PageRank Sculpting Explained
What is PageRank Sculpting?
PageRank Sculpting is the method, or act, of quite specifically controlling the flow of PageRank through a website by telling Google not to follow certain links or pages.
It’s a great way of keeping more weight on the pages that matter rather than allowing it to flow to pages that you don’t really want to see ranking higher up in Google’s SERPs anyway. Things like about me pages, contact pages, terms and conditions, etc. are all pages you might want tell Google not to follow; either by adding it to the relevant links (sitewide) or in a meta robots tag.
Remember though, that asking Google not to follow a page isn’t the same as asking them not to index a page. You can use index, nofollow in your meta robots tag or simply the rel=“nofollow” tag on links which, in both instances, will still give Google permission to index your pages, only they will not flow PageRank through those links or pages.
Does it really work?
Of course.
I would say that some people can become obsessed with it, though, and then it can become a bad thing. I would always say use it sporadically – tell Google not to follow certain parts of your own site, you know, those pages that don’t really need to do well in Google’s search results.

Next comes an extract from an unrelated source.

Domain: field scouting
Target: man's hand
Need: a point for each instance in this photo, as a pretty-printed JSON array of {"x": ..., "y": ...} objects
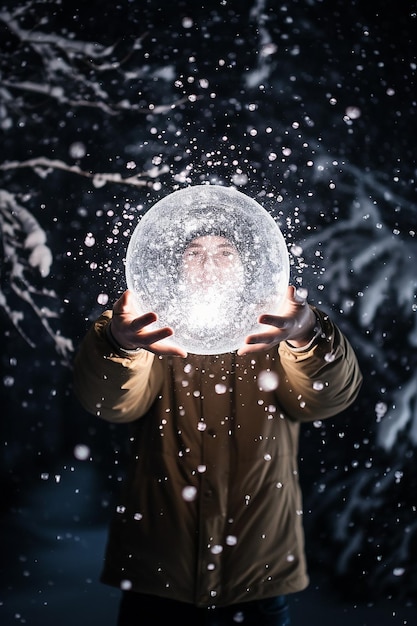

Your contact page, for example, will be easy to discover without flowing weight to it – a page about something competitive, on the other hand, will not, and so the PageRank is more useful on that page.
Don’t be Greedy
Don’t be greedy by applying this methodology to your outgoing links.
You shouldn’t be scared of linking out because linking to trusted websites and sources is actually something Google’s algorithm does consider when analysing your website – links are the foundation to the internet. If you’re not sure about a website and its quality then by all means feel free to utilise the nofollow attribute, but for most sites there’s absolutely no need to do so.